With Michael Eisner vacating the CEO post a year early to make way for new Disney topper Robert Iger, pundits are speculating that the Mouse House will renew efforts to strike a new deal with CG animation juggernaut Pixar. The current contract between the companies expires after 2006′s Cars, and all future Pixar productions will self-financed.
A lack of mutual admiration and willingness to compromise stalled talks between Esiner and Pixar head Steve Jobs. Now it seems that Disney is looking to Iger to save the relationship, which would mean losing out on a share of profits generated from future films in exchange for keeping Pixar a part of the Disney brand.

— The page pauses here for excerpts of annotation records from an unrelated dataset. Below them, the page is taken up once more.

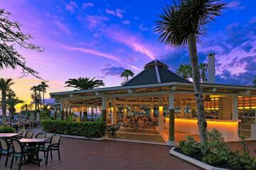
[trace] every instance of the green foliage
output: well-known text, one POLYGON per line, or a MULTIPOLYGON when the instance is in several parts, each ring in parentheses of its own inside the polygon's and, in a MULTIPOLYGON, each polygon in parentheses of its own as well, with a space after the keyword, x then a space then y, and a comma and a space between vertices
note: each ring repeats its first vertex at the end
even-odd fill
POLYGON ((14 133, 15 130, 13 128, 11 127, 1 127, 0 133, 14 133))
POLYGON ((213 128, 211 132, 207 132, 208 141, 205 141, 203 144, 200 145, 200 149, 206 152, 206 155, 203 162, 210 164, 212 158, 211 154, 214 153, 217 159, 215 159, 214 164, 227 162, 230 157, 230 147, 224 142, 224 138, 218 130, 213 128), (209 159, 208 159, 209 158, 209 159))
POLYGON ((211 165, 218 164, 221 162, 220 158, 215 153, 212 152, 210 152, 208 154, 205 155, 203 157, 202 161, 207 164, 211 165))
POLYGON ((241 144, 243 147, 242 154, 240 154, 239 151, 233 152, 230 147, 224 142, 221 133, 216 129, 208 132, 207 137, 207 141, 203 144, 199 144, 192 137, 186 137, 187 140, 179 142, 182 152, 188 156, 193 156, 198 154, 199 149, 203 149, 205 151, 203 162, 213 166, 226 164, 229 169, 233 170, 251 170, 256 166, 256 159, 250 156, 245 137, 240 137, 241 144))
POLYGON ((45 120, 42 122, 42 129, 46 132, 85 136, 88 138, 101 137, 105 135, 106 125, 98 122, 66 122, 45 120))
POLYGON ((104 86, 102 80, 95 79, 95 77, 78 77, 78 79, 69 79, 65 82, 67 86, 74 87, 79 90, 89 90, 99 86, 104 86))
POLYGON ((191 136, 186 137, 186 140, 181 140, 179 142, 179 145, 182 152, 188 155, 191 156, 198 152, 197 142, 191 136))

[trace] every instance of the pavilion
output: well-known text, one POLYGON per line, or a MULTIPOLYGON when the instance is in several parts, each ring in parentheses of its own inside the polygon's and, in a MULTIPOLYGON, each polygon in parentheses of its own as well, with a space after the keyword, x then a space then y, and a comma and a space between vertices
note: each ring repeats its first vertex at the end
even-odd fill
MULTIPOLYGON (((106 123, 136 115, 155 118, 158 135, 165 143, 175 144, 180 135, 198 136, 198 129, 193 83, 168 67, 154 60, 122 86, 51 93, 50 96, 60 101, 66 120, 73 108, 87 112, 97 106, 106 123)), ((256 139, 256 87, 214 81, 202 87, 208 130, 218 129, 225 141, 235 141, 239 135, 256 139)))

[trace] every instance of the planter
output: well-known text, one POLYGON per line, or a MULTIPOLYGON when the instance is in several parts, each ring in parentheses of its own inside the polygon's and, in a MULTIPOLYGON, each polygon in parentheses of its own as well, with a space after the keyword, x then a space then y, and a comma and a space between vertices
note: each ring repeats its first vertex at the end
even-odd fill
POLYGON ((174 149, 175 148, 177 148, 177 147, 172 147, 171 149, 170 149, 170 154, 172 154, 172 155, 174 155, 177 157, 179 157, 180 159, 182 159, 186 162, 189 162, 190 163, 193 164, 195 164, 199 167, 201 167, 201 168, 203 168, 205 169, 207 169, 207 170, 228 170, 228 169, 222 169, 222 168, 217 168, 217 167, 215 167, 215 166, 210 166, 210 165, 208 165, 208 164, 206 164, 202 162, 200 162, 198 160, 196 160, 193 158, 191 158, 188 156, 186 156, 185 154, 181 154, 178 152, 176 152, 174 149))
MULTIPOLYGON (((55 133, 47 133, 48 135, 51 136, 55 133)), ((74 138, 74 139, 82 139, 82 140, 97 140, 97 141, 102 141, 106 140, 106 137, 102 137, 99 138, 88 138, 83 136, 77 136, 77 135, 65 135, 65 134, 60 134, 61 137, 69 137, 69 138, 74 138)))

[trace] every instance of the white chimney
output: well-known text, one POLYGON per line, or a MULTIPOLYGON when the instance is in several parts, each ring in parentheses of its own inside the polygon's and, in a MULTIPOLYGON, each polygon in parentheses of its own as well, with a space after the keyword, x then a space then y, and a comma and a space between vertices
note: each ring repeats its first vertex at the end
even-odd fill
POLYGON ((208 84, 215 84, 215 53, 208 54, 208 84))

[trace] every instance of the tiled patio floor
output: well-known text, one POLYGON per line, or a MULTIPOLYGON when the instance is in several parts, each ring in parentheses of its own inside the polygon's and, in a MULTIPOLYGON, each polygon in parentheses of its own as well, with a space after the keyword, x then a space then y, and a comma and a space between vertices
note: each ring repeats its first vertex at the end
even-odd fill
MULTIPOLYGON (((35 133, 41 131, 34 129, 35 133)), ((63 137, 61 139, 61 161, 53 153, 53 159, 41 167, 25 164, 21 169, 200 169, 198 167, 169 154, 169 147, 154 144, 122 142, 115 141, 92 141, 63 137)), ((41 154, 41 158, 43 155, 41 154)), ((0 162, 0 169, 9 169, 10 163, 4 168, 5 156, 0 162)), ((15 160, 15 159, 14 159, 15 160)), ((11 159, 9 158, 9 161, 11 159)), ((18 169, 14 161, 12 169, 18 169)))

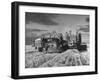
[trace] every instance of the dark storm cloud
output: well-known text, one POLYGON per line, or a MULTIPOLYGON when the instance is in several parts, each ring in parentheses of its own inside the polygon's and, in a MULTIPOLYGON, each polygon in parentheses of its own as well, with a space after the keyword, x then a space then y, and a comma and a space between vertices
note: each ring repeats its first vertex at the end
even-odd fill
POLYGON ((44 13, 28 13, 26 12, 26 24, 33 22, 42 25, 58 25, 56 21, 53 20, 55 15, 49 15, 44 13))

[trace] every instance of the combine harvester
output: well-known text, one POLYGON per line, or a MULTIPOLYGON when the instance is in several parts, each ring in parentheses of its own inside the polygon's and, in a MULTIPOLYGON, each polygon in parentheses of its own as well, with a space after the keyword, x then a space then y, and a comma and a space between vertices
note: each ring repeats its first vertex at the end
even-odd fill
POLYGON ((77 49, 86 51, 87 45, 82 44, 81 33, 72 35, 71 31, 66 32, 66 40, 63 39, 62 33, 45 33, 37 38, 34 42, 35 49, 44 53, 62 53, 68 49, 77 49))

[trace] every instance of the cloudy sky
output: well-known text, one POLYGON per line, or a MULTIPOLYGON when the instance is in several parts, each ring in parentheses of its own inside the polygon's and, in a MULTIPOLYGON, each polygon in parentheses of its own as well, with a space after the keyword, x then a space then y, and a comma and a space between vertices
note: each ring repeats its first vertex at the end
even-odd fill
POLYGON ((29 31, 49 30, 65 33, 72 30, 75 32, 79 25, 89 25, 89 16, 29 12, 25 14, 25 26, 29 31))

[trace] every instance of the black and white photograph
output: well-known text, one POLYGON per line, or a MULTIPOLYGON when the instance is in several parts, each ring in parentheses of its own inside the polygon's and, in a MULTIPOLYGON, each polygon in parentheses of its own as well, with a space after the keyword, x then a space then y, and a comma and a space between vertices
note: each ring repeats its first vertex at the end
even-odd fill
POLYGON ((25 13, 25 68, 90 64, 89 15, 25 13))
POLYGON ((12 78, 97 74, 97 7, 12 3, 12 78))

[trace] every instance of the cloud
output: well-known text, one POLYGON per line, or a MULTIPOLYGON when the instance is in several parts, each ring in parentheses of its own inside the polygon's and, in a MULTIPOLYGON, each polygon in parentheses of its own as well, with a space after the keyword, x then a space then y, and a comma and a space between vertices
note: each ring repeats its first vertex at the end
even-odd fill
POLYGON ((56 15, 50 15, 50 14, 45 14, 45 13, 29 13, 26 12, 26 24, 27 23, 38 23, 42 25, 58 25, 56 21, 54 21, 54 18, 56 15))

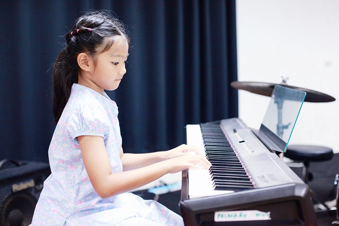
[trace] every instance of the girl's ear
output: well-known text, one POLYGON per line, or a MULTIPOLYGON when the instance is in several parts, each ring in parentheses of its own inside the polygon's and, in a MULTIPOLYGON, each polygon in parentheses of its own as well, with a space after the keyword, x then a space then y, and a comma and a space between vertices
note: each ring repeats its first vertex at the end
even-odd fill
POLYGON ((78 55, 76 57, 78 65, 84 71, 89 72, 92 70, 93 61, 92 57, 85 53, 78 55))

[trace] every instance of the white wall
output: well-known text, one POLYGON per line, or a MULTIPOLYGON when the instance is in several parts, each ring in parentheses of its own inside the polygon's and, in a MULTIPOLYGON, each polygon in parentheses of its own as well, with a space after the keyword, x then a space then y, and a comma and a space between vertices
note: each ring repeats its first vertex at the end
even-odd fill
MULTIPOLYGON (((305 102, 290 144, 339 152, 339 0, 237 0, 238 80, 310 89, 337 99, 305 102)), ((269 98, 240 90, 239 118, 258 129, 269 98)))

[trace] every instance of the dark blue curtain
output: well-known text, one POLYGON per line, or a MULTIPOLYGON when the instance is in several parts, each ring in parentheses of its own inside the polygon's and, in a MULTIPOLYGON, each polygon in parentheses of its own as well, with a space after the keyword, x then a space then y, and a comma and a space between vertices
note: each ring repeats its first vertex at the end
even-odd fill
POLYGON ((113 11, 128 26, 127 73, 108 94, 130 152, 185 141, 185 126, 238 115, 235 0, 0 1, 0 160, 47 161, 52 74, 77 14, 113 11))

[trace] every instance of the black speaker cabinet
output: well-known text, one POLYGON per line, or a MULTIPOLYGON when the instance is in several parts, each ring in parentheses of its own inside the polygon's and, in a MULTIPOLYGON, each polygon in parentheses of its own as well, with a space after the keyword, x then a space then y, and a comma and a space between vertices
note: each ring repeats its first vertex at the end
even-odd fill
POLYGON ((47 163, 0 161, 0 226, 27 226, 51 173, 47 163))

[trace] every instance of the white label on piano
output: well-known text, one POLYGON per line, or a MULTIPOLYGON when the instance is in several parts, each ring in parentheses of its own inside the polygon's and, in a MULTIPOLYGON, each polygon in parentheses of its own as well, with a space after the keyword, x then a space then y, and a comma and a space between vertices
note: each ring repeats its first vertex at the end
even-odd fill
POLYGON ((220 211, 214 213, 214 221, 245 221, 271 220, 270 212, 259 210, 220 211))

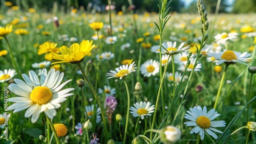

With Pixar batting a thousand with its string of animated family films, rounded out at present by megahit The Incredibles, Jobs and company hold all the aces should they go in for another round of talks. Though Disney is building its own computer animation studio in Burbank, Calif., it risks looking like a loser if its first in-house CG toon, Chicken Little, performs below expectations when it debuts this holiday season.
Still attractive to Pixar is Disney’s robust distribution and marketing pipelines. Jobs has been pursuing a deal similar to that which George Lucas has with 20th Century Fox. Under such a partnership, Pixar would pay Disney a distribution fee but keep all profits and rights to its properties.
Jobs recently told investors not to expect reconciliation between his company and Disney. However, Pixar has yet to choose a distributor to take Disney’s place, suggesting that Jobs and his crew may be waiting to see what happens at the Mouse House during this changing of the guard.